牛の思い出と静岡市の130年と
静岡市文化財資料館企画展「カメラが写した静岡市130年 ~明治から令和へ~」の感想(後半ちょっと)と、うちの家族の思い出話(大半)の二本立てでお送りします。
50年近く前、昭和30年代半ばから40年代半ばにかけてのこと。うちの家族が通っていた静岡市の千代田小学校の校庭に、大量の牛馬がやってきた。それを皆で写生したのだという。なぜ牛馬が学校にやって来たのか、家族は知らなかった。
我が家族の姉であるところのおばが言うには、かつて校庭を埋め尽くした牛馬、それはおそらく注射のために集められたもの。近隣の牛馬の予防接種会場として千代田小学校の校庭が使われたのだろうという。

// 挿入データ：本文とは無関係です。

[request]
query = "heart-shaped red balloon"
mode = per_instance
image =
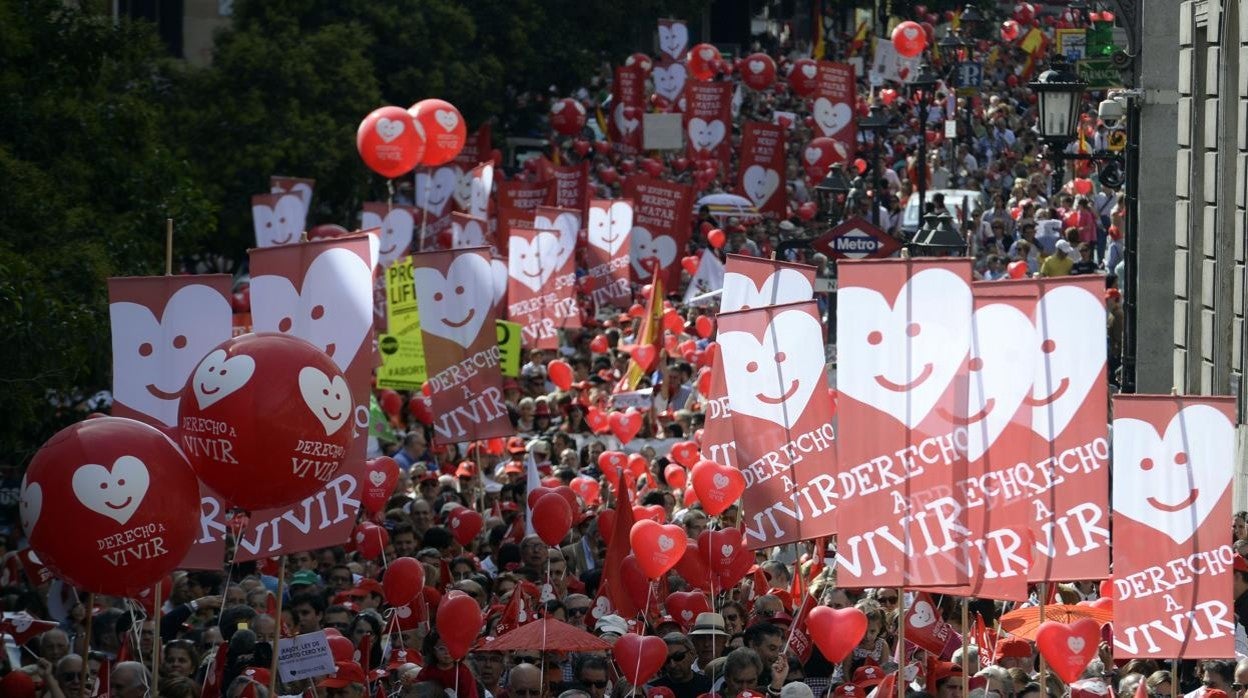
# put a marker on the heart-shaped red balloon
(718, 486)
(1068, 647)
(639, 657)
(685, 607)
(657, 547)
(836, 631)
(625, 425)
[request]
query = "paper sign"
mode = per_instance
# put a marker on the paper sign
(303, 657)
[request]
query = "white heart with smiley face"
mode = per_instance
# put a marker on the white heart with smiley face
(116, 492)
(644, 246)
(567, 224)
(609, 226)
(759, 184)
(333, 310)
(774, 378)
(1072, 353)
(905, 351)
(781, 286)
(705, 135)
(328, 398)
(152, 358)
(456, 306)
(219, 377)
(831, 117)
(1171, 482)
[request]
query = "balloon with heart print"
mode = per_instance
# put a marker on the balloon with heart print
(658, 547)
(567, 116)
(444, 130)
(909, 39)
(702, 61)
(381, 473)
(1068, 647)
(266, 420)
(552, 518)
(718, 486)
(758, 71)
(559, 372)
(836, 631)
(110, 505)
(464, 525)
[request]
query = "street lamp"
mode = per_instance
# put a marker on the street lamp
(831, 194)
(920, 94)
(876, 122)
(1060, 95)
(939, 237)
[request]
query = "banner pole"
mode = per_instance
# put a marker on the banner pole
(277, 632)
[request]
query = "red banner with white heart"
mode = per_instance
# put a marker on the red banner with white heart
(783, 418)
(904, 334)
(709, 120)
(397, 226)
(321, 292)
(761, 176)
(607, 251)
(539, 292)
(456, 295)
(749, 282)
(628, 105)
(833, 109)
(660, 227)
(1173, 462)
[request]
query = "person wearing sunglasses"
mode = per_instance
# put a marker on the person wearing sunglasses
(678, 671)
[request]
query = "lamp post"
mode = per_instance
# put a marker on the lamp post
(876, 122)
(1060, 95)
(921, 94)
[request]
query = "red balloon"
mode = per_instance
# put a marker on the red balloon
(444, 130)
(639, 657)
(836, 631)
(625, 425)
(909, 39)
(258, 403)
(390, 141)
(560, 373)
(567, 116)
(718, 486)
(552, 518)
(587, 488)
(758, 71)
(380, 477)
(1010, 30)
(804, 78)
(403, 581)
(371, 540)
(122, 501)
(685, 606)
(705, 326)
(702, 61)
(1068, 647)
(466, 525)
(657, 547)
(459, 622)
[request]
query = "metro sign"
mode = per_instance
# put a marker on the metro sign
(856, 239)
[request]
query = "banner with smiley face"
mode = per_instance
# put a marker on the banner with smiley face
(761, 176)
(660, 227)
(904, 336)
(709, 120)
(776, 382)
(1173, 462)
(456, 295)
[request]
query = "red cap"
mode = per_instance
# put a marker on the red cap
(347, 674)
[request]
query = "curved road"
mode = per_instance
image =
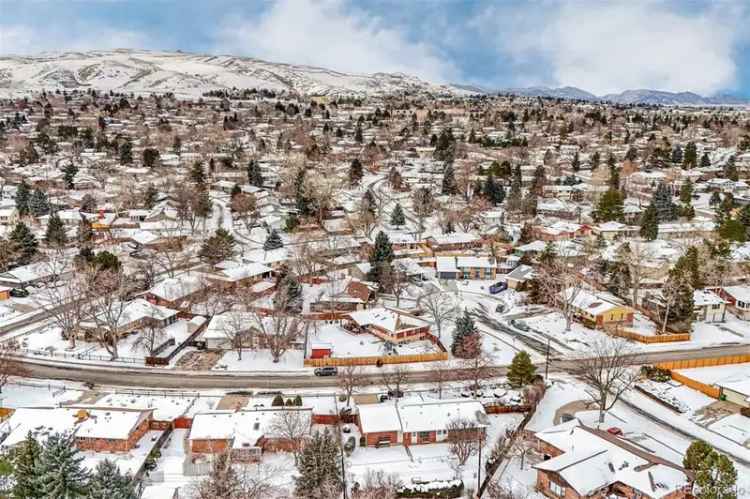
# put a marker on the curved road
(169, 378)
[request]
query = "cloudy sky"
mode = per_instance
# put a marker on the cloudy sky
(598, 45)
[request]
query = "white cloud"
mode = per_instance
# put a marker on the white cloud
(330, 34)
(22, 39)
(608, 47)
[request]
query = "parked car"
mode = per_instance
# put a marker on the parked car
(326, 371)
(19, 293)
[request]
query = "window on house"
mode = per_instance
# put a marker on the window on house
(557, 489)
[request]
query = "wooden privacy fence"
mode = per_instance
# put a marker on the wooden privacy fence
(629, 334)
(374, 360)
(709, 390)
(707, 362)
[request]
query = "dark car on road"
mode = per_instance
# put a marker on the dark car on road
(326, 371)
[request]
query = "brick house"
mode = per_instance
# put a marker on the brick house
(417, 423)
(95, 429)
(245, 434)
(388, 324)
(587, 462)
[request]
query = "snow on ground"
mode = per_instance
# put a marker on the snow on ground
(260, 360)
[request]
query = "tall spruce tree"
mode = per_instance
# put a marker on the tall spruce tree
(319, 467)
(25, 241)
(449, 180)
(25, 482)
(23, 193)
(69, 173)
(273, 241)
(381, 253)
(254, 177)
(666, 211)
(59, 471)
(521, 371)
(38, 203)
(355, 172)
(55, 234)
(397, 216)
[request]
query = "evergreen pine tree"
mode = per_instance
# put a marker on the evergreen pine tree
(38, 203)
(69, 173)
(25, 241)
(355, 172)
(521, 371)
(254, 177)
(397, 216)
(150, 196)
(466, 340)
(126, 152)
(273, 241)
(650, 223)
(23, 192)
(665, 208)
(59, 471)
(108, 482)
(218, 247)
(197, 175)
(449, 180)
(55, 235)
(677, 155)
(319, 467)
(610, 207)
(25, 482)
(382, 252)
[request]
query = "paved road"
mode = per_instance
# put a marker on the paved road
(168, 378)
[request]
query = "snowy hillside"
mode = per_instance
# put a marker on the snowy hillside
(191, 74)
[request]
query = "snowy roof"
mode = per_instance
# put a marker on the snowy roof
(419, 416)
(704, 297)
(587, 301)
(244, 427)
(739, 293)
(593, 459)
(174, 288)
(385, 318)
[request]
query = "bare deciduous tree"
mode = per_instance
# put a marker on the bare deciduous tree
(440, 308)
(377, 485)
(394, 378)
(349, 379)
(606, 368)
(464, 439)
(292, 425)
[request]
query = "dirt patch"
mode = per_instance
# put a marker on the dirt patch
(232, 402)
(715, 411)
(198, 361)
(572, 408)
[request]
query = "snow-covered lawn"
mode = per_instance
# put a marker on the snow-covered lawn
(260, 360)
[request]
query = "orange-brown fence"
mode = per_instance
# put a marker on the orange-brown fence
(645, 338)
(707, 362)
(709, 390)
(374, 360)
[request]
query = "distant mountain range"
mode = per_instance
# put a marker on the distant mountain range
(143, 71)
(642, 96)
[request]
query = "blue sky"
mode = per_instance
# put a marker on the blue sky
(598, 45)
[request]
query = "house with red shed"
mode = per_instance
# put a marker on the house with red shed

おば曰く、その当時、昭和30年、40年頃までは、牛馬は近所で普通に見た。牛が田んぼを耕していたし、リヤカーを引くのに馬が使われていた。道を普通に牛馬が歩いていた。そんなに頻繁に見はしなかったが、けっして珍しいものではなかった。千代田小の近くには農協もあった。
あと、ロバが引くパン屋さんというものがやって来たそうな。なにそれ可愛い。
その頃は茅葺屋根の家もまだあった。我が家族の同級生に、家の石油ランプの煤掃除をやらされているという子がいた。養蚕や綿をやっている家もあって、自分の家で織った布でつくったという服を着てきた子がいた。家の敷地内に墓があって、まだ土葬をやっているという子もいた。
水道も井戸をつかっている家がけっこうあった。かまどは普通にどこのうちにもあるもので、家の外にかまどを置いていることが多く、おばのうちは家のなかにあるだけマシだった。おばと我が家族がそのような話を懐かしそうにしていた。
そういえば、おば家では長らく五右衛門風呂をつかっていて、私もそれに入ったことがある。薪で炊いたお湯は芯から熱く、子供のうちはつらかった。それで、うちの家族などは今でも熱い風呂が苦手だという。当たり前だが、薪を売っている店も近くにあった。切通しのところだったという。
50年も昔のこと。とはいえ、静岡市中心部、おまちはもうすっかり近代的な装いになっていた頃ではないか。当たり前にグラデーションがあるのだなぁと、静岡市文化財資料館企画展「カメラが写した静岡市130年 ~明治から令和へ~」を見ながら思ったのだった。
会場にはご年配の集団が何組か、たぶんデイサービスとかの仲間で来たのだろう。昔はこんなだったとか、お母さんが着物を着ていたとか、黒電話が懐かしいとか、楽しげにお話しをされていた。こういう賑やかさはいい。
うちの家族たちはあまり興味がないのか、誘っても来なかった。見ればいいのになぁ。静岡市に直接の思い出はあまりない私が見ても面白かった。写真がいい。オススメ。24日までやってるそうです。
【企画展】「カメラが写した静岡市130年~明治から令和へ~」
— 静岡市文化財資料館 (@shizubunkyo) 2019年9月7日
明治22年(1889)に「静岡市」が誕生してから130年。戦前~戦後~平成の大合併を経て現在に至る静岡市のあゆみを写真や資料で振り返ります。